Sun breaks through over the landscape surrounding the Bread Loaf campus.

So. I heed the swelling words within me when grief wakes me early this morning. I am not the only one who has ever had a reckoning, I am not the only one who must change their life. It is not early. It is not late. It is simply now. Now I have time to go outside and look at the moon, glowing, a sliver as thin as a wood shaving, cradling its far larger shadow. Now I have time to look at the mists across the fields. To walk out to the Adirondack chairs and sit in the dark, alone, and look at the gently curved mountains against the lilac sky. To watch the grey-shadow deer bound across the grass, playful and alive. To sit with all the time that has passed within me, and to plan the time that lay ahead. When I arise from my seat in the breaking dawn, I see my own footprints that led me to this moment of quiet. I am too surly a person to be immediately grateful. But I am not anxious. I will not retrace my steps back the way I came to this place. I want to leave a different set of footprints in the grass that lead me to the rest of my life.
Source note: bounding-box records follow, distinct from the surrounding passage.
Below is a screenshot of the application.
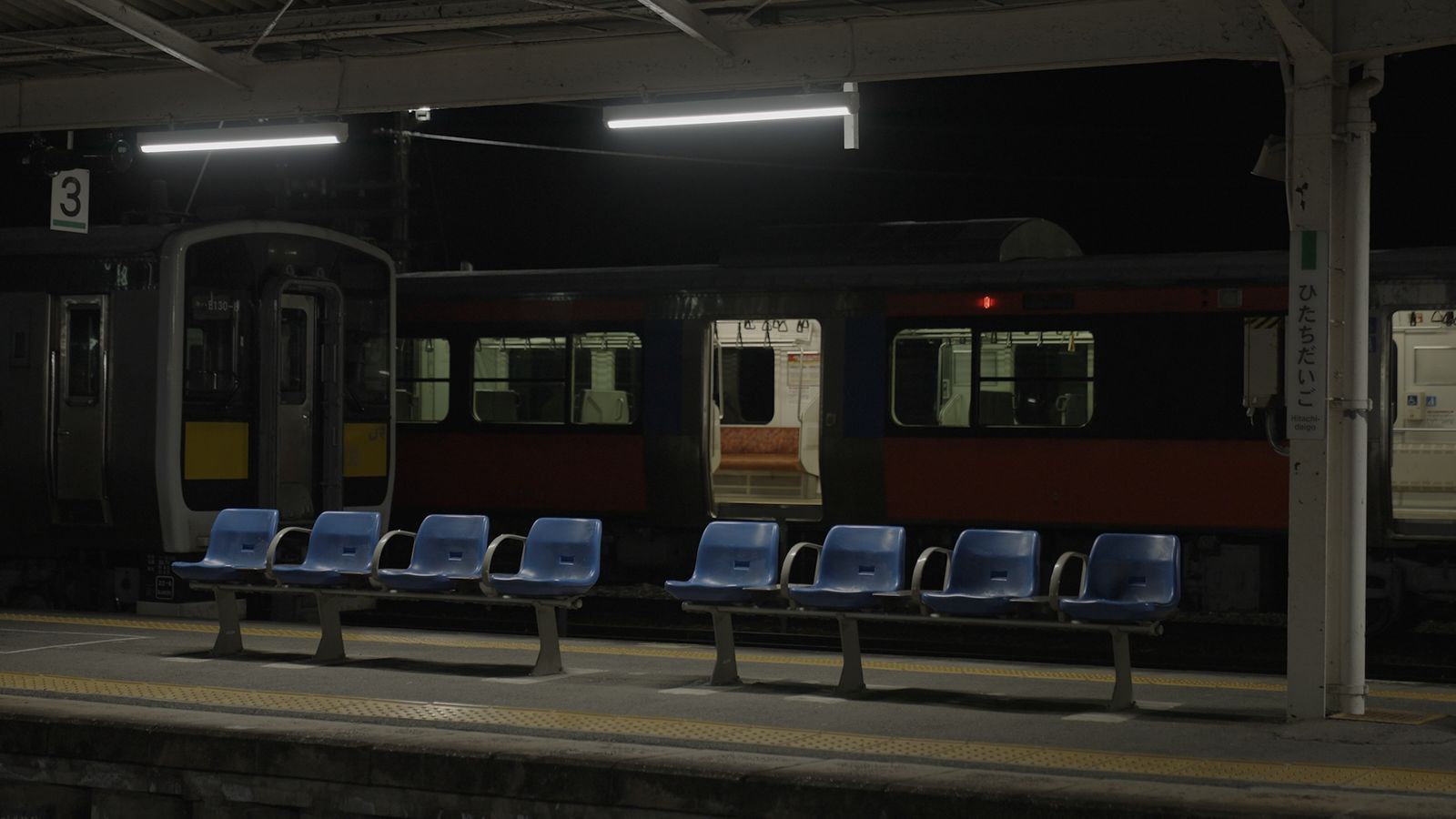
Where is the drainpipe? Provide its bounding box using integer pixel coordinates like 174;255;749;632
1340;56;1385;714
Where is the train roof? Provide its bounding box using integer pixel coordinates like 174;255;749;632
399;241;1456;298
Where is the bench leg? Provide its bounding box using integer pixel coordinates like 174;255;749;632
209;589;243;657
837;615;864;693
313;592;344;663
531;603;561;676
708;611;743;685
1107;630;1134;711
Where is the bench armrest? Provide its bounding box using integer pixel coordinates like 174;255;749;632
480;535;526;598
264;526;313;583
779;541;824;601
1046;552;1087;621
369;529;415;592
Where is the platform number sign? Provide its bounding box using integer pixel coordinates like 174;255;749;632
51;167;90;233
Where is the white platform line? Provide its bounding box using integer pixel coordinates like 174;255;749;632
480;669;602;685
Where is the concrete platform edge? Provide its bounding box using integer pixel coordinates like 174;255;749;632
0;695;1456;819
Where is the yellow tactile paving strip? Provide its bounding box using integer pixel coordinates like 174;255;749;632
0;672;1456;794
8;612;1456;703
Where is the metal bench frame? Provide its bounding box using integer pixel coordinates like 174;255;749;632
192;583;581;676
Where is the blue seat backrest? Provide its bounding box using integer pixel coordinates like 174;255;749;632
690;521;779;586
1087;533;1179;603
945;529;1041;598
519;518;602;583
207;509;278;569
303;511;379;571
410;514;490;577
818;526;905;592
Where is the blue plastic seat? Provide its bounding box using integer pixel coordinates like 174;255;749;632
789;526;905;609
665;521;779;603
272;511;379;586
490;518;602;598
172;509;278;583
1053;535;1179;622
920;529;1041;616
376;514;490;592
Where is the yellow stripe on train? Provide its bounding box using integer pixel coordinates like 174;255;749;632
182;421;248;480
344;424;389;478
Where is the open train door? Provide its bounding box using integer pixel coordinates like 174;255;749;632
258;277;344;521
706;319;824;521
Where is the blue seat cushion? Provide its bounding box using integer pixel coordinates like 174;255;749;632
274;565;369;586
665;580;753;603
789;586;878;609
379;569;461;592
172;558;264;583
490;574;595;598
920;592;1012;616
1058;598;1178;622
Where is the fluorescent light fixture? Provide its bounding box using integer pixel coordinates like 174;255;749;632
602;92;859;128
136;123;349;153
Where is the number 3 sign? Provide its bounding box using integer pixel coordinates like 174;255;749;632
51;167;90;233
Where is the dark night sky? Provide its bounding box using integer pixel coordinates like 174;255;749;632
0;48;1456;269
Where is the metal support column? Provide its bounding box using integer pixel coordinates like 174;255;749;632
708;609;743;685
313;592;344;663
531;603;561;676
834;615;864;693
208;589;243;657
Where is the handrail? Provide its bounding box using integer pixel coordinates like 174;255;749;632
264;526;313;583
369;529;418;592
1046;552;1087;621
480;535;526;598
779;541;824;601
910;547;951;606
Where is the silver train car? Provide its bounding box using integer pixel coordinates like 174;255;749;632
0;221;395;608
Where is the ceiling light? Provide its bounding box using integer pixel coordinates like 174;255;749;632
136;123;349;153
602;92;859;128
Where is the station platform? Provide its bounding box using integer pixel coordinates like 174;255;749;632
0;611;1456;819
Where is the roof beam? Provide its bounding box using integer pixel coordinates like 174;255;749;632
66;0;249;90
638;0;733;56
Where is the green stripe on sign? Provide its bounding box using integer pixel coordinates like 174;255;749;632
1299;230;1320;269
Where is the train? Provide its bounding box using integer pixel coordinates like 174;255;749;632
0;221;396;611
393;218;1456;627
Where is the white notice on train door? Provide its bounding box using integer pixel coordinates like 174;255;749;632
51;167;90;233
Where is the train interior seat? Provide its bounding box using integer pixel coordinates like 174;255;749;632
1051;533;1179;622
272;511;379;586
581;389;632;424
912;529;1041;616
784;526;905;609
475;389;521;422
665;521;779;603
486;518;602;598
172;509;278;583
374;514;490;592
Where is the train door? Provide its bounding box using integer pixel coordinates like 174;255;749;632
1390;309;1456;524
51;296;109;523
706;319;823;521
277;293;318;521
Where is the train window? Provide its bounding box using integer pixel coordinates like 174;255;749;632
278;309;308;404
471;335;566;424
344;298;389;405
184;290;248;400
395;339;450;422
976;329;1094;427
571;332;642;424
713;347;774;426
66;305;100;404
891;328;1094;427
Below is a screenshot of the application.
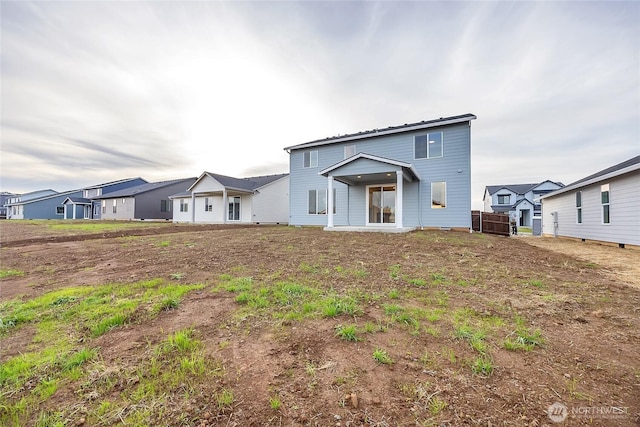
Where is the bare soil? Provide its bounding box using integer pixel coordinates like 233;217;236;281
0;221;640;426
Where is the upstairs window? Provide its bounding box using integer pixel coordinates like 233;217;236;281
498;194;511;205
344;145;356;159
308;188;337;215
303;150;318;168
431;182;447;209
576;191;582;224
600;184;611;224
413;132;444;159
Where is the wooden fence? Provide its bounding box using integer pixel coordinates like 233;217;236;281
471;211;511;236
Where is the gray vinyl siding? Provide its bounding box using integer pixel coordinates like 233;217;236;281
289;123;471;228
22;191;82;219
251;176;289;224
542;171;640;245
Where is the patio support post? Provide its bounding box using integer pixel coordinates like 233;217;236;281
396;170;403;228
191;191;196;224
222;187;229;224
327;175;335;228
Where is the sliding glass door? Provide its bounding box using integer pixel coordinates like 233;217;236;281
367;185;396;225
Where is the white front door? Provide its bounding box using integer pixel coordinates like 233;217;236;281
367;184;396;225
227;196;240;221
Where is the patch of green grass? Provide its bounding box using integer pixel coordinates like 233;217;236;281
0;269;24;279
373;348;393;365
64;347;98;371
222;277;253;292
169;273;187;280
336;325;360;341
454;324;488;355
321;294;362;317
427;396;447;417
389;264;400;280
471;355;494;377
525;279;546;289
162;328;201;353
216;388;234;410
269;395;282;411
502;316;544;351
91;313;128;337
408;279;427;286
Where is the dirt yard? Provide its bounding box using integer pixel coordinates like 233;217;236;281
0;221;640;426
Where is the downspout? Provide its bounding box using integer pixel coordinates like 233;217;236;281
418;180;424;230
347;184;351;225
191;191;196;224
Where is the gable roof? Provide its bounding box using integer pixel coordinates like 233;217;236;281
7;190;82;206
187;172;289;191
93;178;195;200
284;113;477;151
483;179;564;199
83;177;149;190
62;197;91;205
540;156;640;199
318;153;420;179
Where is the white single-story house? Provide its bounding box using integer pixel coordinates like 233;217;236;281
540;156;640;247
169;172;289;224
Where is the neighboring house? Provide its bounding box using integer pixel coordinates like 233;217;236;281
171;172;289;224
482;180;564;227
93;178;196;220
63;177;147;219
7;190;76;219
0;191;18;218
285;114;476;231
541;156;640;247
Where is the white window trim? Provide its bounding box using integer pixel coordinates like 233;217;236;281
497;194;511;205
600;184;611;225
429;181;449;209
307;188;338;215
575;191;584;225
302;150;318;169
413;131;444;160
364;186;398;227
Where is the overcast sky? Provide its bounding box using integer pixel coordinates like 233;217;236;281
0;1;640;208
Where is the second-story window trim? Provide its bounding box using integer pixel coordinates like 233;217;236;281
302;150;318;168
600;184;611;225
576;191;582;224
413;132;444;160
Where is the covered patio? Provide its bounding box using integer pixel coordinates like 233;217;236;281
319;153;420;232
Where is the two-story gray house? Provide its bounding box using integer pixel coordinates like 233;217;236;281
482;180;564;227
285;114;476;231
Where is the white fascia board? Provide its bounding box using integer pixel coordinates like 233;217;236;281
318;153;420;180
187;172;217;192
540;163;640;199
284;115;476;151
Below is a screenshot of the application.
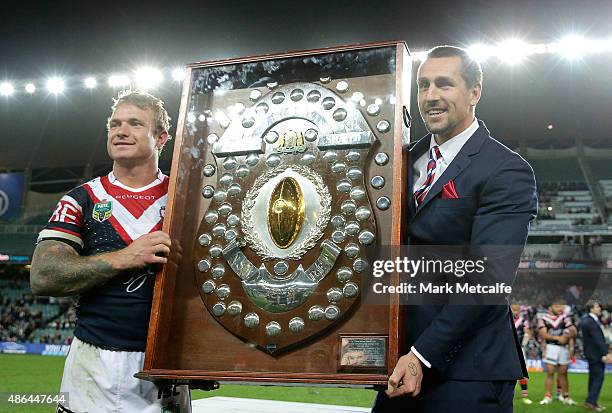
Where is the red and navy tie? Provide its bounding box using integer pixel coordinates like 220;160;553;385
414;145;442;208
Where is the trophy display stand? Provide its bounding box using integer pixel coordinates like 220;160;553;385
137;41;412;387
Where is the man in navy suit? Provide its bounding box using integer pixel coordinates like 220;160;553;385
580;301;612;412
372;46;537;413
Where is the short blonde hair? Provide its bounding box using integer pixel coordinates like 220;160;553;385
106;89;170;133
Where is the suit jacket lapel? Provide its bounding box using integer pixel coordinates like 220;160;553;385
414;120;490;215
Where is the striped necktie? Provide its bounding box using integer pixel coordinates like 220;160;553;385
414;145;442;208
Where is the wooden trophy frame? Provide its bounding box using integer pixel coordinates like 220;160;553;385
136;41;412;387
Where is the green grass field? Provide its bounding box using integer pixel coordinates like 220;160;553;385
0;354;612;413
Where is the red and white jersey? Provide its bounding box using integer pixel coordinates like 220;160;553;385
514;313;529;343
538;312;574;344
38;172;169;351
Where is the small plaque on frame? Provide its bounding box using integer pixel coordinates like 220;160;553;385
338;335;387;370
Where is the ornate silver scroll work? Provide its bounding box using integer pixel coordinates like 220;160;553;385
223;240;341;313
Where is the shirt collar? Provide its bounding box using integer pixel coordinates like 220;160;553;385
429;118;479;165
108;169;165;191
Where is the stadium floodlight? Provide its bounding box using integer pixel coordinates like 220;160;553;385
47;77;66;95
108;75;130;87
172;67;185;82
83;76;97;89
467;43;494;62
495;39;533;64
0;82;15;96
134;67;164;89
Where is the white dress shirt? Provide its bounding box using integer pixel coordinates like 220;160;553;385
412;118;478;195
410;118;478;368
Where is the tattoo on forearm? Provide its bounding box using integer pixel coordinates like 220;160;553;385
31;241;116;296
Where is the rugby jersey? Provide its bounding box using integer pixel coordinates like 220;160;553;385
538;313;574;345
38;172;169;351
514;313;529;344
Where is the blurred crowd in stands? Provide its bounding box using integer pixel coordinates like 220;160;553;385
0;267;76;344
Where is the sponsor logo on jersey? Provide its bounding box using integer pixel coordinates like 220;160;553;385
91;201;113;222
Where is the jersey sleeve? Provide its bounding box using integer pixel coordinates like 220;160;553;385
37;187;87;252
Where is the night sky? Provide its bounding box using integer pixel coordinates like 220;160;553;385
0;0;612;170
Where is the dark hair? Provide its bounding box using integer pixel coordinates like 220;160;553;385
419;45;482;87
585;300;601;313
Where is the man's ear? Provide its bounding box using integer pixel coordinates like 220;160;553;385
470;83;482;106
155;131;172;149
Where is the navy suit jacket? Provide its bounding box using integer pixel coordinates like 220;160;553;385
580;314;608;363
405;120;537;380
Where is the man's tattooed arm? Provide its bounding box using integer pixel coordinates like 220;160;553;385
30;240;119;297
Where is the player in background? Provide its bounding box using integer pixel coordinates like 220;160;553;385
538;299;577;405
511;303;533;404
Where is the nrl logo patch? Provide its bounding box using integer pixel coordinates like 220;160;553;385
91;201;113;222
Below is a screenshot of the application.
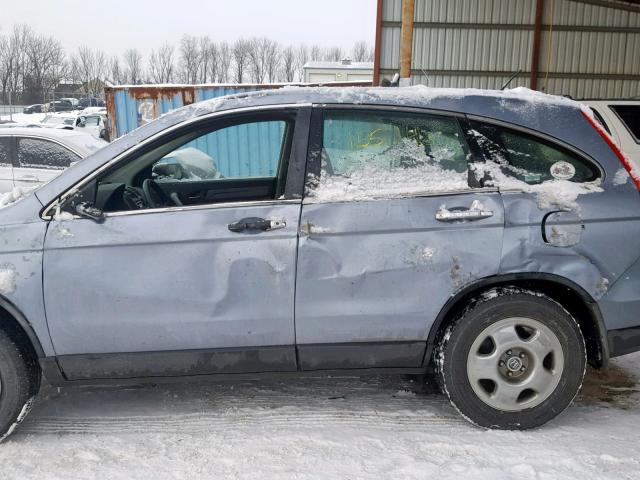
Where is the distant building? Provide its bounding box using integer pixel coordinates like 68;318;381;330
304;59;373;83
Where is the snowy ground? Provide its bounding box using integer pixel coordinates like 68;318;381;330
0;354;640;480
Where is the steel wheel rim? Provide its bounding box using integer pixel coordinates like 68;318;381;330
467;317;564;412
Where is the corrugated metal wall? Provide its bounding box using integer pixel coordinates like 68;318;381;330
380;0;640;98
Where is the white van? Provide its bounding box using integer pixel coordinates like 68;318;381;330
580;100;640;167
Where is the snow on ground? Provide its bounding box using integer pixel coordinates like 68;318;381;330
0;354;640;480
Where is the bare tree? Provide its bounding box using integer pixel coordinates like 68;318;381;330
262;38;282;83
72;45;107;95
108;55;125;85
0;24;31;101
200;37;220;83
309;45;324;62
180;35;201;84
351;41;373;62
296;44;309;82
231;38;251;83
217;42;232;83
249;37;280;83
323;47;343;62
23;35;65;102
280;45;297;82
124;48;142;85
149;43;174;83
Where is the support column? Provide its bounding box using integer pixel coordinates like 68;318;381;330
400;0;415;85
529;0;544;90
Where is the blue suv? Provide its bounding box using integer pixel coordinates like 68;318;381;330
0;87;640;435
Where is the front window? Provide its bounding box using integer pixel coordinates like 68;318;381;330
307;110;469;201
82;114;294;212
610;105;640;143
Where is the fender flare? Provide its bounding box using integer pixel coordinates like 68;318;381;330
0;295;45;359
422;272;609;367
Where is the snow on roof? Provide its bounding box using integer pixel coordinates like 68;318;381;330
304;60;373;70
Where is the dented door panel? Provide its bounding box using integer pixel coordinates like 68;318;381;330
296;193;504;354
44;202;300;360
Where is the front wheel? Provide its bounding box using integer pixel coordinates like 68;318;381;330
0;330;40;442
436;288;586;430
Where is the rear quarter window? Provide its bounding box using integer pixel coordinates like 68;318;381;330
609;105;640;143
17;138;80;170
471;121;600;185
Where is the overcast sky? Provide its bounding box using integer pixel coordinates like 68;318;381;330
0;0;376;54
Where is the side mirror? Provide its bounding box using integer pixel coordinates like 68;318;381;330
76;202;104;223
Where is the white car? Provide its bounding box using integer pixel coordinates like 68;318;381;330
75;113;107;140
581;100;640;168
0;127;107;193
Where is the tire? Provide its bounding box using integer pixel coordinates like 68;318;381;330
0;330;40;442
435;288;587;430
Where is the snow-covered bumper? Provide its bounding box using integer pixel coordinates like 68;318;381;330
599;260;640;357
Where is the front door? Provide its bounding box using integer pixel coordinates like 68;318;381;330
43;111;306;379
296;108;504;370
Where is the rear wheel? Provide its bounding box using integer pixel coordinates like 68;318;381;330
0;330;40;441
436;288;586;429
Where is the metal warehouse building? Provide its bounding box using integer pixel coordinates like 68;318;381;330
374;0;640;98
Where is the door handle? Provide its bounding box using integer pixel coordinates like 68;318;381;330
436;200;493;222
228;217;287;233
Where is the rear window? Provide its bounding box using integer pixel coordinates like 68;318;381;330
609;105;640;143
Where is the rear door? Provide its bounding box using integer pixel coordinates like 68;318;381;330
13;137;81;187
296;107;504;370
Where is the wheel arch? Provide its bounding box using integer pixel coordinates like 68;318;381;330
0;296;45;359
423;273;609;368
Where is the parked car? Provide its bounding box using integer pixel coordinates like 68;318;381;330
582;100;640;168
40;112;78;130
0;87;640;438
0;127;106;193
76;98;104;110
75;113;109;141
47;100;74;112
22;103;42;114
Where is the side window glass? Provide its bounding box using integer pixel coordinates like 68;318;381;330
610;105;640;143
307;110;469;201
471;122;600;187
0;137;12;167
18;138;80;170
151;120;286;182
95;114;294;212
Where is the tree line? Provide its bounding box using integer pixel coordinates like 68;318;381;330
0;24;373;103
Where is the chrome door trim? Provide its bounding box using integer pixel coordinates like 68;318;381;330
40;103;312;220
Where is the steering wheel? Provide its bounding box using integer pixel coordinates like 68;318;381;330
142;178;175;208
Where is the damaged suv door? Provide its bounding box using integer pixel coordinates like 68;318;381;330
296;106;504;370
44;108;309;380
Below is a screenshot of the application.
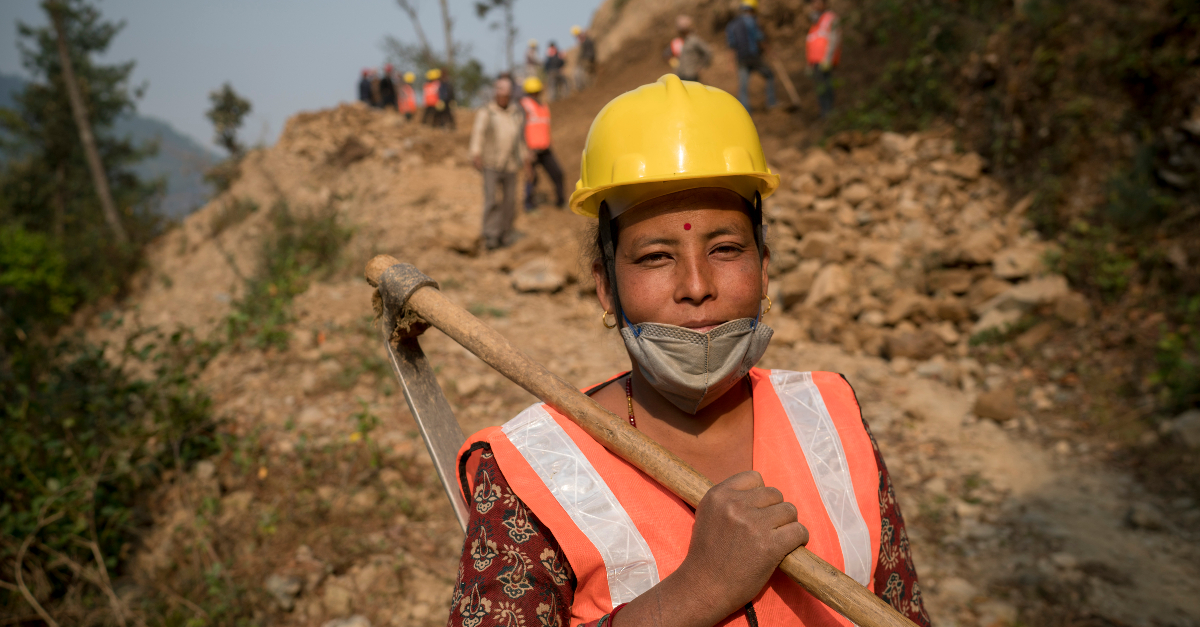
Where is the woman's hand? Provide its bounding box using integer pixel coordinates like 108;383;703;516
678;471;809;620
613;471;809;627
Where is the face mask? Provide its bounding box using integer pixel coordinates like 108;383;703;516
620;318;775;414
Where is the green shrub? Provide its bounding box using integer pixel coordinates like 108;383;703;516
226;201;353;350
0;319;217;615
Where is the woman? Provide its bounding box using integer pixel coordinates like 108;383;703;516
450;74;929;627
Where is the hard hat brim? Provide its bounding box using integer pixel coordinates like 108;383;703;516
570;172;779;217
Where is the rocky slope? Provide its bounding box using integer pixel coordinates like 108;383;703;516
97;93;1200;626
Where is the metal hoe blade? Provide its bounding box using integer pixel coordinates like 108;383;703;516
383;314;468;531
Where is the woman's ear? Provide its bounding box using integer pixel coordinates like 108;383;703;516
762;244;770;295
592;259;616;314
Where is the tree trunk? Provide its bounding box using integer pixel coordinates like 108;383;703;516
504;0;517;72
52;161;67;241
396;0;433;59
46;2;130;245
438;0;456;71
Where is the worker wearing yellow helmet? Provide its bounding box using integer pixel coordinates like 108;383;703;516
449;74;929;627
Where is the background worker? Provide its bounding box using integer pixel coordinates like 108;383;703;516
670;16;713;83
449;74;929;627
379;64;396;111
521;77;566;211
571;26;596;91
397;72;416;120
468;78;526;250
725;0;775;111
544;41;566;102
805;0;841;119
433;70;458;131
421;67;442;126
359;67;373;106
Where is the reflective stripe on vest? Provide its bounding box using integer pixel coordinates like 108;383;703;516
804;11;841;65
460;369;882;627
502;404;659;605
521;97;550;150
422;80;442;107
398;85;416;113
770;370;871;586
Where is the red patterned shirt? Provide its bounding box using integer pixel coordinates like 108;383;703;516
448;420;930;627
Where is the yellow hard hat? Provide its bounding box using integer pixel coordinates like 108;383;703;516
521;76;541;94
571;74;779;217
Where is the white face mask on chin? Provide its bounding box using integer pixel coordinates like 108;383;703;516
620;318;775;414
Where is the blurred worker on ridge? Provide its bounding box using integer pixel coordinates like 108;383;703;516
805;0;841;118
524;40;541;78
379;64;396;111
397;72;416;120
725;0;775;111
359;67;373;107
571;26;596;91
421;67;442;126
544;41;566;102
662;16;713;83
468;78;526;250
521;77;566;211
433;68;458;131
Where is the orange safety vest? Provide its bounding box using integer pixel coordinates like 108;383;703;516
422;80;442;107
805;11;841;65
458;368;882;627
521;96;550;150
397;84;416;113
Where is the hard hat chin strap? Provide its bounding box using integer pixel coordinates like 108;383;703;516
598;191;767;326
599;202;629;324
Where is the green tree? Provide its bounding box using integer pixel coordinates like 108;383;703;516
204;83;251;157
0;0;163;312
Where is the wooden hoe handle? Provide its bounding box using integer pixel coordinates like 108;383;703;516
366;255;916;627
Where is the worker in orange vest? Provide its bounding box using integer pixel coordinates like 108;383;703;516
421;67;444;126
521;76;566;211
805;0;841;118
397;72;416;120
448;74;930;627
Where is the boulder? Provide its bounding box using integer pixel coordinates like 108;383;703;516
841;183;872;207
973;386;1021;423
991;246;1045;279
928;268;974;295
950;227;1001;265
779;259;821;309
1054;292;1092;327
875;162;908;185
263;573;304;611
512;257;566;292
884;329;946;362
804;263;850;307
971;309;1021;335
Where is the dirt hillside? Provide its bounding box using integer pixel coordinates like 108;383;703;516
96;2;1200;626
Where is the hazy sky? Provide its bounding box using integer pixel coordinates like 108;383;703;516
0;0;600;153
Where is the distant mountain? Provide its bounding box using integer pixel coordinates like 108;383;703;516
0;73;221;217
It is too late to be many things. I know this now, and I forgive myself for all I will never be, as we all must forgive ourselves for all we will never be. But if there is a single thing I may take home with me—back across the ocean, back to my family, and into my future—let it be this: that there is still time to be an expert in Something Important. It is never too late to become an expert of yourself.

Lorelei Goulding is from New York and lives in the UK. Her short story Birdie” won the Spread the Word Life Writing Prize in 2020 and she is currently enrolled on the MA in Creative Writing at Bath Spa University. She is represented by Marianne Gunn OConnor at MGOC Talent and is at work on her first book, a memoir.

One thought on “Grief Wakes Me Early: A Letter From a Literary Conference

  1. Thank you, Lorelei, for this stunning piece of writing. I could relate to every word, except that my assailants were family members, and it started before I had words to cling to. Dreams took their place and told me everything I needed to know. Now I am 71 and quite the authority on myself and have known for years that I must change my life, even as I try to save the life of my 80 year old husband, who is dying, but not fast enough, of diseases too numerous to name. It’s a slow motion game of Russian roulette. And I am terrified to pull the trigger.